Categorical correctness in MaxEnt hidden structure learning

In our 2012 SIGMORPHON paper, we propose the following measure of categorical success in MaxEnt learning with hidden structure, in this case Underlying Representations (URs) given only observed Surface Representations (SRs) (pp. 67-68):

 Our objective function is stated in terms of maximizing the summed probability of all (UR, SR) pairs that have the correct SR, and an appropriate criterion is therefore to require that the summed probability over full structures be greater for the correct SR than for any other SR. We thus term this simulation successful. We further note that given a MaxEnt grammar that meets this criterion, one can make the probabilities of the correct forms arbitrarily close to 1 by scaling the weights (multiplying them by some constant).

Unfortunately, the claim in the last sentence in false, and our success criterion does not seem stringent enough, since a grammar that meets it is not necessarily correct in the sense we would like.

Here’s a simple counter-example to that claim, involving metrical structure rather than URs. We have a trisyllable that has two parsings that generate medial stress, and a single parsing that gets us each initial and final.

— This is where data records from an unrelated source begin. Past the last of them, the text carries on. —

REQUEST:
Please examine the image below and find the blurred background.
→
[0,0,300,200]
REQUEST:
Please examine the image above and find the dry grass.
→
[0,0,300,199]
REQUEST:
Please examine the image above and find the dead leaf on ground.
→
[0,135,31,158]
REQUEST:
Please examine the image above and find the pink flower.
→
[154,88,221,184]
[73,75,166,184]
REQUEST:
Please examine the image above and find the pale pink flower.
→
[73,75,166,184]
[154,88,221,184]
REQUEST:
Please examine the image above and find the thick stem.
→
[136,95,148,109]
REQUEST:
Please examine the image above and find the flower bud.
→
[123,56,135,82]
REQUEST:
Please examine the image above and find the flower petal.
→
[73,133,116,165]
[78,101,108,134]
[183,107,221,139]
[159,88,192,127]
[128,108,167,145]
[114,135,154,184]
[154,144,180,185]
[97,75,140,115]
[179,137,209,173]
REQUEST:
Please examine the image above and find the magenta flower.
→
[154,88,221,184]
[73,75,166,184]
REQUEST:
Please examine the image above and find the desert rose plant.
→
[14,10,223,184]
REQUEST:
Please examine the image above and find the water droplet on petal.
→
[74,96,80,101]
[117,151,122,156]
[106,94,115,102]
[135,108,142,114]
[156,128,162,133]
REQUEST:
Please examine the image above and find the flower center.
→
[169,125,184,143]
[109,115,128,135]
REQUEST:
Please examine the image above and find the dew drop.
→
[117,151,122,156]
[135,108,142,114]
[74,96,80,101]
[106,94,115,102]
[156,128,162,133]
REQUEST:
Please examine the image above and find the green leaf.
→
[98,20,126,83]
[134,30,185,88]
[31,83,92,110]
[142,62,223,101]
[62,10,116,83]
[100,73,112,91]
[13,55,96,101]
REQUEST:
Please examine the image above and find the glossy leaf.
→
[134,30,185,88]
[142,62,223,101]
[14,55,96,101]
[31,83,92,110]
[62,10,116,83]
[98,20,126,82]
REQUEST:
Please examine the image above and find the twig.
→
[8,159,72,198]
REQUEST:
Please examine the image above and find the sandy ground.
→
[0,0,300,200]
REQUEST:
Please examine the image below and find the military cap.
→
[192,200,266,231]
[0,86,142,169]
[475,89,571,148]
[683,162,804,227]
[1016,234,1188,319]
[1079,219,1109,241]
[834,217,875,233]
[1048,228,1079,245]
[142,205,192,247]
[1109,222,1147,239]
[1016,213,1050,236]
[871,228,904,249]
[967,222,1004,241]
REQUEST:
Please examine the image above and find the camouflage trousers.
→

Stress is a capital A, and footing is shown in parentheses. These probabilities come from zero weights on all constraints, except “Iamb”, which wants the foot to be right-headed, and thus penalizes candidates 2 and 3. Here Iamb has weight 0.1.

1. batAma (batA)ma             0.2624896

2. batAma ba(tAma)             0.2375104

3. bAtama (bAta)ma             0.2375104

4. batamA ba(tamA)             0.2624896

The summed probability of rows 1. and 2. is 0.50, and thus this grammar meets our definition of success if the target language has medial stress. But no matter how high we increase the weight of Iamb, we will never get that sum to exceed 0.50 (another demonstration would have been just to have the weights at zero, since scaling will have no effect, and batAma will again have 0.50 probability). A correct grammar in the sense we would like also needs to include non-zero weight on a constraint that prefers 1. over 4 (e.g. Align-Left).

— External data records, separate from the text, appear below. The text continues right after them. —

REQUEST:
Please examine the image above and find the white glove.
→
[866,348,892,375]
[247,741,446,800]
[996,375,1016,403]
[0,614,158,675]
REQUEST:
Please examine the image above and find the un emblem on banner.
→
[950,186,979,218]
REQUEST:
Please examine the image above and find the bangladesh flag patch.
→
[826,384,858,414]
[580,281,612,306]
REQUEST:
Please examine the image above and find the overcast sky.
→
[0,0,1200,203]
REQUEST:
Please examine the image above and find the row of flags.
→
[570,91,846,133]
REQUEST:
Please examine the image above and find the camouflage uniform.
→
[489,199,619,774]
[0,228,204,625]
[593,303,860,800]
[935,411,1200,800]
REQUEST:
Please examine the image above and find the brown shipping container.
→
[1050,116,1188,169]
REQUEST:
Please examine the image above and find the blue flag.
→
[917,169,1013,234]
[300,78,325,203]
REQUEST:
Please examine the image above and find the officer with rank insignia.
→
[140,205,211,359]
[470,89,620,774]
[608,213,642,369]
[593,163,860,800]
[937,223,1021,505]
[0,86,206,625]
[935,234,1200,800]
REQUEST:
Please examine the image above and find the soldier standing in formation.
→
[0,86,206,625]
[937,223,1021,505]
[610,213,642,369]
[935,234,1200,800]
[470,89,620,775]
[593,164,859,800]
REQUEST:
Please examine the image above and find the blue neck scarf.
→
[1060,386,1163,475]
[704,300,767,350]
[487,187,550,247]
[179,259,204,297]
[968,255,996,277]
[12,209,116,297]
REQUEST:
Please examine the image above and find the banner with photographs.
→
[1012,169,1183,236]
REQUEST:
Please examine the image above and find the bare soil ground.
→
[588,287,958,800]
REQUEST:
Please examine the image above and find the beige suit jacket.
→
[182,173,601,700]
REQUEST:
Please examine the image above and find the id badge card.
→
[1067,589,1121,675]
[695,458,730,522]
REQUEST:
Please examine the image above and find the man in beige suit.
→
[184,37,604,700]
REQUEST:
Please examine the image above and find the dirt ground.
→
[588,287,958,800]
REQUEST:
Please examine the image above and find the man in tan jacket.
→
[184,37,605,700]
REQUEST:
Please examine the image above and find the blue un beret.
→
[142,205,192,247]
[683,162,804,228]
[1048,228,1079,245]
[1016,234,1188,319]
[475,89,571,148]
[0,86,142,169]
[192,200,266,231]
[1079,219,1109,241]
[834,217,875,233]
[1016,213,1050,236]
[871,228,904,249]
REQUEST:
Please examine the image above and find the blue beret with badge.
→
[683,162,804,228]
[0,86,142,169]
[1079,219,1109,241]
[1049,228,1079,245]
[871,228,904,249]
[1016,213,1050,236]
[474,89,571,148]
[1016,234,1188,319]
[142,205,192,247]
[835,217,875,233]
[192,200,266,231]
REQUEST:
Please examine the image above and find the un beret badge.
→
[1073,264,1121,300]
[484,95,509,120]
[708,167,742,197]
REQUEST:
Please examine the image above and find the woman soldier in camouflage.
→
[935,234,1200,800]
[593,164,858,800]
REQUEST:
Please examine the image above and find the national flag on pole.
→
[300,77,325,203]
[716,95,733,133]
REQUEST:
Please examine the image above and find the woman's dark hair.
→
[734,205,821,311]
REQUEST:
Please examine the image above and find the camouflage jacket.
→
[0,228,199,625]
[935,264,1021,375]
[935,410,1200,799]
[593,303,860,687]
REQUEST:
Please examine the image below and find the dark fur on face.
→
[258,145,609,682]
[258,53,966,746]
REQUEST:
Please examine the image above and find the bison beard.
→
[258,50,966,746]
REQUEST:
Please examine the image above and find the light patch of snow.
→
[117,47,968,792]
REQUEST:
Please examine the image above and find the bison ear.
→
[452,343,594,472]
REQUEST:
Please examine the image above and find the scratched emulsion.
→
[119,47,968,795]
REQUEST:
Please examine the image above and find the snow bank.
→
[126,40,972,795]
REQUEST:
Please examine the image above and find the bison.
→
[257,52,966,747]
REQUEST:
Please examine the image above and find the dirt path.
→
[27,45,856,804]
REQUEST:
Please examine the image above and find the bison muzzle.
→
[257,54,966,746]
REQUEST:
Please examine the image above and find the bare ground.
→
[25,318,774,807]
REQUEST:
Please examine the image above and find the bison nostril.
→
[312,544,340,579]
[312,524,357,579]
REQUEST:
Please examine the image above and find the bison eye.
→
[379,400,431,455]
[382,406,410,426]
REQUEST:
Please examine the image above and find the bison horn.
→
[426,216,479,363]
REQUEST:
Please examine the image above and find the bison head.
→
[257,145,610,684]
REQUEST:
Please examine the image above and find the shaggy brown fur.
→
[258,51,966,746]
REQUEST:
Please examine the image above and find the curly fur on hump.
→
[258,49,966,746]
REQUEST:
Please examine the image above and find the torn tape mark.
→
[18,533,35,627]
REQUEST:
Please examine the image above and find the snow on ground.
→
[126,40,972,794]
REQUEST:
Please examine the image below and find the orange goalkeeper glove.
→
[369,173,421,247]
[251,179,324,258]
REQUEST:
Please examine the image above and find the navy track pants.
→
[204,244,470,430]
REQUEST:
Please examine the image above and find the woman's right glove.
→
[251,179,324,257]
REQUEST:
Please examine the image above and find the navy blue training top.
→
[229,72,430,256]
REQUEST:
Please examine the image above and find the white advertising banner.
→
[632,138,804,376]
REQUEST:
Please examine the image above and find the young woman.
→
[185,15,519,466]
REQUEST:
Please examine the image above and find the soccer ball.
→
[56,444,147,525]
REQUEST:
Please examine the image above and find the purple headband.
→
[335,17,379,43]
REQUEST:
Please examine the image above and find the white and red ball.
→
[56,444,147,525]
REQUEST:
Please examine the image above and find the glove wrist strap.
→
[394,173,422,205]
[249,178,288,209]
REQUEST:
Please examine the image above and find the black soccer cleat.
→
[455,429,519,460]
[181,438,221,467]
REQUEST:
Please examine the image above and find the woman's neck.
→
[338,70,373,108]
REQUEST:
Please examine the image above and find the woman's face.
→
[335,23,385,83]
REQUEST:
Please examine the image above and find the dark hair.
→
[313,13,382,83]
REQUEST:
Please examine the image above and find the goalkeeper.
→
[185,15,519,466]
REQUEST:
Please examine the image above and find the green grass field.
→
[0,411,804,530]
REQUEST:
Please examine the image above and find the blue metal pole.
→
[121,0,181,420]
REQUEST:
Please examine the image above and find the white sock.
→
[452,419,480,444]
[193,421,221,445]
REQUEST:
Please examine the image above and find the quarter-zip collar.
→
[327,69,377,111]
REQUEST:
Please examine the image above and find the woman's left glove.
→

So what’s the right definition? One obvious possibility would be to require a single correct candidate to have the highest probability, which corresponds to a categorical version of HG (see this paper for some discussion of the relationship between categorical HG and MaxEnt), but that seems wrong given our objective function, which doesn’t have that structure (though see my comment on this post for more on this). Another would be to require some arbitrary amount of probability on the correct form, but we could construct another counter-example simply by making the set of parses that correspond to one overt form sufficiently large w.r.t. to the others. It seems the right answer would involve knowing the conditions under which it is in fact true that scaling will bring probabilities arbitrarily close to 1, but I don’t know what they are when hidden structure is involved.